Sep 1, 2016

Even If God Were Not To Exist . . .

God's Rights Disdained
It is a boast of liberal theorists, with antecedents back to Grotius and before him to the School of Salamanca, that their accounts of law and right would be true even assuming God does not exist.

I think liberalism may indeed be the best possible account assuming God does not exist. The problem comes if we ask the opposite question:
Is liberalism the best possible account of law and right assuming God does exist? 
Given that liberalism, at least in all the forms we know it today, is absolutely committed to recognizing no public right of God's and no public duty of any individual or corporate person to God, I think the answer is clearly: no.

Liberalism's essential denial of God's rights and the public's duties to God is a problem because if God exists, on many (any?) reasonable theological views and the overwhelming majority historically (see, e.g., Moses and all the prophets of Israel) then individual and corporate persons owe some public duty to Him. Even granting that some theologies could reasonably affirm the existence of God and still deny any divine right or duty relating to the public, e.g., deism and perhaps Baptist theology, liberalism would be enforcing a particular theology over others, establishing one theological conviction over others.

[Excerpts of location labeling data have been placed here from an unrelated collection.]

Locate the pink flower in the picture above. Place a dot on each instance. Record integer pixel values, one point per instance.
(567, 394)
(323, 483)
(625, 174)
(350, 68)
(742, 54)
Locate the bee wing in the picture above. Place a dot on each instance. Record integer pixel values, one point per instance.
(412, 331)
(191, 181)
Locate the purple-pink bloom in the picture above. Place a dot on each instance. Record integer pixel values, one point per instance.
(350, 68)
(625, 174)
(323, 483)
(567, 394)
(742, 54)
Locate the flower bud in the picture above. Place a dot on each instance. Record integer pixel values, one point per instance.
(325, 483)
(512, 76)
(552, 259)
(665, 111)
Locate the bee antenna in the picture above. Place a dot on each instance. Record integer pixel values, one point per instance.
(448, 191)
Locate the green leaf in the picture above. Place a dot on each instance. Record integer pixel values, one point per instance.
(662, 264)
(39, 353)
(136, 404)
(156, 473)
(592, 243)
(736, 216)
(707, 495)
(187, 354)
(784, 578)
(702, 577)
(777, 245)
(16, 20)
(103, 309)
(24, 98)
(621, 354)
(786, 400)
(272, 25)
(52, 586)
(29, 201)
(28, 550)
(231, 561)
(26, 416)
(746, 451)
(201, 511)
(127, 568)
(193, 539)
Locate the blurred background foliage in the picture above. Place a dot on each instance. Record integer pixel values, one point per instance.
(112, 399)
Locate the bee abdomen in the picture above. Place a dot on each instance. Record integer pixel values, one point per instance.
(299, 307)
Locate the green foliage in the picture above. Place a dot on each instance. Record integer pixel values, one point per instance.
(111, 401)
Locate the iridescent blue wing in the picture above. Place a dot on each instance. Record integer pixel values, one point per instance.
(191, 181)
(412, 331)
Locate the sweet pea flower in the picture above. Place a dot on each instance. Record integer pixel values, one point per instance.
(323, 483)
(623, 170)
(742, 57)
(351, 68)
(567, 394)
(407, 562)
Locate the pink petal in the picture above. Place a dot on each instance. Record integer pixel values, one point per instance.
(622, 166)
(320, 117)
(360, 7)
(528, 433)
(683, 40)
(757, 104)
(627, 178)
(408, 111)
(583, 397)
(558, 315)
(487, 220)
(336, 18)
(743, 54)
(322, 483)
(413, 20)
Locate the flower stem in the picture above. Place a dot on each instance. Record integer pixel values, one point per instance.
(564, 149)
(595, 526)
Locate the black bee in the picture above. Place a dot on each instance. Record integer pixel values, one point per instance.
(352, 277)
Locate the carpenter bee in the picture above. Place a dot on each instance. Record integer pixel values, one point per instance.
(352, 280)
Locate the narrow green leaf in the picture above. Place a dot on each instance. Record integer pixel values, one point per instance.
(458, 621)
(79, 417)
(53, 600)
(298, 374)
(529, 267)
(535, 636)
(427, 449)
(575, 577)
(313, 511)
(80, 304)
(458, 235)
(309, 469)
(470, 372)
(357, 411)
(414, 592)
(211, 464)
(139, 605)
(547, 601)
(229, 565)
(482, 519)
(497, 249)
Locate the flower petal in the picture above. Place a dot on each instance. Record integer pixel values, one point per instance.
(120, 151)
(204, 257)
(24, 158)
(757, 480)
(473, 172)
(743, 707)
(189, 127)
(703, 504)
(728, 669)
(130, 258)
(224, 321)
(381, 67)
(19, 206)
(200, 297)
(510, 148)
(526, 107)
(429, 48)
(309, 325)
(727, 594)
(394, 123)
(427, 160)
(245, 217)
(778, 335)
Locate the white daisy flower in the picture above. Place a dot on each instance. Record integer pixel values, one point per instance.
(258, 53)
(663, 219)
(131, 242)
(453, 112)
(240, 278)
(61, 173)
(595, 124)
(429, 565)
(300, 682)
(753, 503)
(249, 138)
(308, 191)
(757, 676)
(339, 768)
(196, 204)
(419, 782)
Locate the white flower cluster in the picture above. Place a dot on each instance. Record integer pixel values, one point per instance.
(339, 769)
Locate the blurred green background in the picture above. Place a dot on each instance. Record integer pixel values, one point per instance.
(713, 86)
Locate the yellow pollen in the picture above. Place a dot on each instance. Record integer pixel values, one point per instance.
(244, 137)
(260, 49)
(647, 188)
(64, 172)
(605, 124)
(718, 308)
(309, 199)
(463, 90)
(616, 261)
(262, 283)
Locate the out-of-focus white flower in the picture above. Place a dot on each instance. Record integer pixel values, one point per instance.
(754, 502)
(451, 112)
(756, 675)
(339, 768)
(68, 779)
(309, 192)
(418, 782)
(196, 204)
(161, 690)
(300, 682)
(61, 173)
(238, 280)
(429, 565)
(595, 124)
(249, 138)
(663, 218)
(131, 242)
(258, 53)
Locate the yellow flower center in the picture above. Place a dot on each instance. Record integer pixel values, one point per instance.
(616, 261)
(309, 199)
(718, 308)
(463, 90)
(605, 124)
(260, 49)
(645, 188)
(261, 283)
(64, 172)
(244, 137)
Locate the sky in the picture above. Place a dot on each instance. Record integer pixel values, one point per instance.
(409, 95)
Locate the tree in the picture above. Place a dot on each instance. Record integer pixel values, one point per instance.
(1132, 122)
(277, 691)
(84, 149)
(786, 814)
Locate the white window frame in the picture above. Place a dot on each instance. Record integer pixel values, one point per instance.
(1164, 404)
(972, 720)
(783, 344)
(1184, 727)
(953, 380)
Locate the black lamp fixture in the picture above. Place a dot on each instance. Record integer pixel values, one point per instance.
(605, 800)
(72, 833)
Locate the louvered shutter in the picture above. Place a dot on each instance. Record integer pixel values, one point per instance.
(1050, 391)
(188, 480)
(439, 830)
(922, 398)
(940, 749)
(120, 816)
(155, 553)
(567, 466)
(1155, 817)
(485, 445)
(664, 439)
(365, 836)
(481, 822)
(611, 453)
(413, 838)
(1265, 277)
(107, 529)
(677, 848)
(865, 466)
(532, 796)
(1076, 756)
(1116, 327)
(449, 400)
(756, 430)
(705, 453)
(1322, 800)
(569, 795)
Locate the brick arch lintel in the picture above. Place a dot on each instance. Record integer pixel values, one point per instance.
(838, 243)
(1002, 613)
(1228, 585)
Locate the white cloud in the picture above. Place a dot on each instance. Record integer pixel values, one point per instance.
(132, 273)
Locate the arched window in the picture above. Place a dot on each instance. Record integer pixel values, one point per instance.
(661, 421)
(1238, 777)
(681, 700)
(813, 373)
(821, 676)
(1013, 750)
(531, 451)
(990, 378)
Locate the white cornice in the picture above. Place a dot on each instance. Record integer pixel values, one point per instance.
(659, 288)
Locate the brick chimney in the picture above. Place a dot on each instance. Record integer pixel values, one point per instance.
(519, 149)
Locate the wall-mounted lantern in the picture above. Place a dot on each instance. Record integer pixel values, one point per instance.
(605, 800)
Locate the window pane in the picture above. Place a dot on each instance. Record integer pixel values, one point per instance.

If we aim really to be pluralistic and not to force men to live under a government based on certain religious views, shouldn't our governing philosophy be ready to prove itself true under the presuppositions not only of atheists but also of theists -- not only of skeptics but also Christians?

But liberalism can't because liberalism essentially involves a denial of public rights and duties respecting God, which inevitably constitutes a theological position -- e.g., the deistic or Baptist position -- or a tendentious assumption that God does not exist -- i.e. an establishment of atheism.

Established deism or atheism is the best understanding of what we have today.


  1. How did a majority Christian democracy come to accept and adopt (((liberalism)))?

  2. This is what has been bothering me for years, this is the non sequitur of atheists, and in particular those who believe in and/or impose a "secular" culture. A "secular" (atheistic) viewpoint is by no means neutral, but is itself a theological/philosophical position. For something to be "secular" means that the thing is not subject to religious/theological rights or obligations. This is an anti-theology and a particular philosophical position; it is not a meta-theology or a meta-philosophy like many presume for some odd reason. If secularism is imposed on others (which is unfortunately the established trend in the U.S. among other nations), such is no better than what secularists claim to remedy--i.e. the imposing of religious values (in other words, a theological position) on others.